We Will Share the Sky: The Dawn of an Organized Future

Yet from this burning ground will come neither despair, helplessness, nor fatalism! If the bourgeoisie expects us to die silently inside those scorching concrete blocks where it has imprisoned us, it is mistaken. Against the blatant foolishness of climate deniers and social democracy's efforts to save the system, the working class on the front lines of the climate crisis is arming its organized power. The voice ETUC has raised with its demand for a law on maximum working temperatures is not merely a search for legislation; it is the first herald of the great blow labor is preparing to strike against capital's sacred profit mechanism to defend its own biological existence and right to life.

This wave of anger stretching from factories to fields, from migrant workers to urban slums, is the sole force that will overcome capitalism's structural crisis. We are sowing the seeds of an ecological general strike and an organized future that will eliminate this parasitic order simultaneously exploiting nature and labor, to demand accountability for every comrade slaughtered by being made to work unprotected under the sun. Against capital's sheltered fortresses, the organized will of the working class will rise; for just as the laws of physics are unaffected by the bourgeoisie's false debates, the dialectical laws of history cannot stand before the organized anger of the masses!

Another World Is Possible: The Common Spring of Humanity and Nature

Upon the ruins of capitalism, we will build a brand-new world in which not profit but the common interests of humanity and nature are placed at the center! A world is possible in which the priority of our mode of production is not to feed AI data centers or the military-industrial complex, but to defend the thermal comfort, food security, and right to life of all living beings.

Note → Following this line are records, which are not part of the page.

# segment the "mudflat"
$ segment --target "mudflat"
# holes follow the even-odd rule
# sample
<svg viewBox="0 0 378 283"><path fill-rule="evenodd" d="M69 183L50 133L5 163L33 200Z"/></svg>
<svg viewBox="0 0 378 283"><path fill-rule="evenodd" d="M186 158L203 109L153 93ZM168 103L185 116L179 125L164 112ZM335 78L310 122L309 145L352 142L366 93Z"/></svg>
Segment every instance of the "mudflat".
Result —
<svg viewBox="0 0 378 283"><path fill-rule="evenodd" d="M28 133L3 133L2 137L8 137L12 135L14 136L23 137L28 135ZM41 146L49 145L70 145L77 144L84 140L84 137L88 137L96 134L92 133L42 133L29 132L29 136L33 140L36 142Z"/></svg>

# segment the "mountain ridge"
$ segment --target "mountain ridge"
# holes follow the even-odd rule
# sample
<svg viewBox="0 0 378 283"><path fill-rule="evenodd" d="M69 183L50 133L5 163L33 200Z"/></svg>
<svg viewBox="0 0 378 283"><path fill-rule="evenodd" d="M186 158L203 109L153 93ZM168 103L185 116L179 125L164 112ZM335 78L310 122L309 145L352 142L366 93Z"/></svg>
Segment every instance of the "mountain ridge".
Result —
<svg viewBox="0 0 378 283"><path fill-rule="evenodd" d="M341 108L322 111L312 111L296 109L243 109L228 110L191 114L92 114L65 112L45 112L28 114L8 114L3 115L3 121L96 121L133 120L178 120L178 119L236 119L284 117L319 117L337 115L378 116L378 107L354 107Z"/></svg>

Those cool neighborhoods, planted parks, and clean air that capital sells only to those with money through "climate gentrification" will cease to be luxury consumption objects and will become the common property of all humanity. By cleansing our cities of asphalt and concrete, we will collectively build a collective, planned life in harmony with nature's dying ecosystems. In that free world where the button that turns on the air conditioner ceases to be a class-based fear of the budget, where rivers and lakes flow freely not as commercial commodities but as springs of life, humanity will be freed from alienation from nature.

This planet being roasted because of capital's blind profit hunger will be saved by the calloused hands and organized mind of the working class! We will free the sky, the cool air, and the sun from their chains, and in that common world humanity will be reborn not as nature's master but as its loving, protective, inseparable part. Liberation is in our own hands; either capital's profit order will burn us alive, or we will bury that order in history's garbage dump and begin the common spring of humanity and nature!